Peli Eli
The Schepens Eye Research Institute, Harvard Medical School, Boston, Massachusetts 02114, USA.
Optom Vis Sci. 2002 Apr;79(4):225-33. doi: 10.1097/00006324-200204000-00009.
An implantable miniaturized telescope (IMT) for low vision has recently been developed. Surgically inserted into only one eye of patients with bilateral central visual loss, the IMT provides a nominal magnification of 3.0x and a field-of-view of 6.6 degrees (9.2 degrees for the 2.2x magnification version). Theoretical concerns have been raised regarding the ability of patients to function with a large interocular magnification difference, the impact of the monocular restriction of the field-of-view, and the impact of this design on depth perception. This article addresses these concerns regarding the design of the IMT in comparison with spectacle-mounted telescopes and combined intraocular lens/spectacle (or combined contact lens/spectacle) telescopic systems.
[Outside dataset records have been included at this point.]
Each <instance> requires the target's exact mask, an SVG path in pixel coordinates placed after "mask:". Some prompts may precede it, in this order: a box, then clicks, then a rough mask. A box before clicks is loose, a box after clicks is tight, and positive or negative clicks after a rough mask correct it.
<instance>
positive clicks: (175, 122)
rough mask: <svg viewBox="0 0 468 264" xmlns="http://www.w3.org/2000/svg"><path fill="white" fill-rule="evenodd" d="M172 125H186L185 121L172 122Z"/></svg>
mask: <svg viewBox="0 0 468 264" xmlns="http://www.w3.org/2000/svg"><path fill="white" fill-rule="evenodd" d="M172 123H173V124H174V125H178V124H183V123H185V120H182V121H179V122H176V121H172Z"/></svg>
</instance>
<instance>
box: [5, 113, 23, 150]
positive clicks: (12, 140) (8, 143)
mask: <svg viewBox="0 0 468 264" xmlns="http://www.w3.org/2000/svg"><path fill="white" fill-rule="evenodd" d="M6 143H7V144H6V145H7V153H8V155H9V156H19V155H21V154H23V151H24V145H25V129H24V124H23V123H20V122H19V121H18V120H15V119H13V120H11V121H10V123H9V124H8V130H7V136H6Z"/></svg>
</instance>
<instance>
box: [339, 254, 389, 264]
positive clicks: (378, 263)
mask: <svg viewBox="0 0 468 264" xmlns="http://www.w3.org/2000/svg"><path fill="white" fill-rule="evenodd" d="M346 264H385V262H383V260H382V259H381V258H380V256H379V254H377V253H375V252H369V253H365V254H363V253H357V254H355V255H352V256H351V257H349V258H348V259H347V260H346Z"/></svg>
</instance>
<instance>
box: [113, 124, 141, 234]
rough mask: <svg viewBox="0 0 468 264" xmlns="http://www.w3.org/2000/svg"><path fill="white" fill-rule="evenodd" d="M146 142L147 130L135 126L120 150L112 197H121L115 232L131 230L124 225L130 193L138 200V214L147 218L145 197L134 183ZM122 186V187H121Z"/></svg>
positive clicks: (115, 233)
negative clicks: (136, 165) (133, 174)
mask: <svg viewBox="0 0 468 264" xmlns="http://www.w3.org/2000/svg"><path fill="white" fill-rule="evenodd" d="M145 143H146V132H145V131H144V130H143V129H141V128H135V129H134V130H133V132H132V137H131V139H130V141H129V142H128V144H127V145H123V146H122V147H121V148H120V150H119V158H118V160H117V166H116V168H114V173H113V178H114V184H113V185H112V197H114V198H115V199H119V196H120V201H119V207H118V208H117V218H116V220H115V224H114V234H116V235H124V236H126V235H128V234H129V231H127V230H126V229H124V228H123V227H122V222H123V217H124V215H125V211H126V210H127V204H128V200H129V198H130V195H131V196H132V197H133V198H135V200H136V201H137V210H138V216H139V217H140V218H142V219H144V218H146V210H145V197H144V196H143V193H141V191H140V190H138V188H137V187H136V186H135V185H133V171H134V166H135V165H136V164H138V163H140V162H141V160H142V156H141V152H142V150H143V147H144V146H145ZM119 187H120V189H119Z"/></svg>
The effective field-of-view (as determined by the combination of both the field-of-view and the field-of-fixation), the effects of head motion and the vestibular reflex, and the disruption of stereo depth perception with a monocular device are considered here. Physiological optics considerations of these issues show that the IMT may have important advantages over other designs of magnification devices for patients with age-related macular degeneration.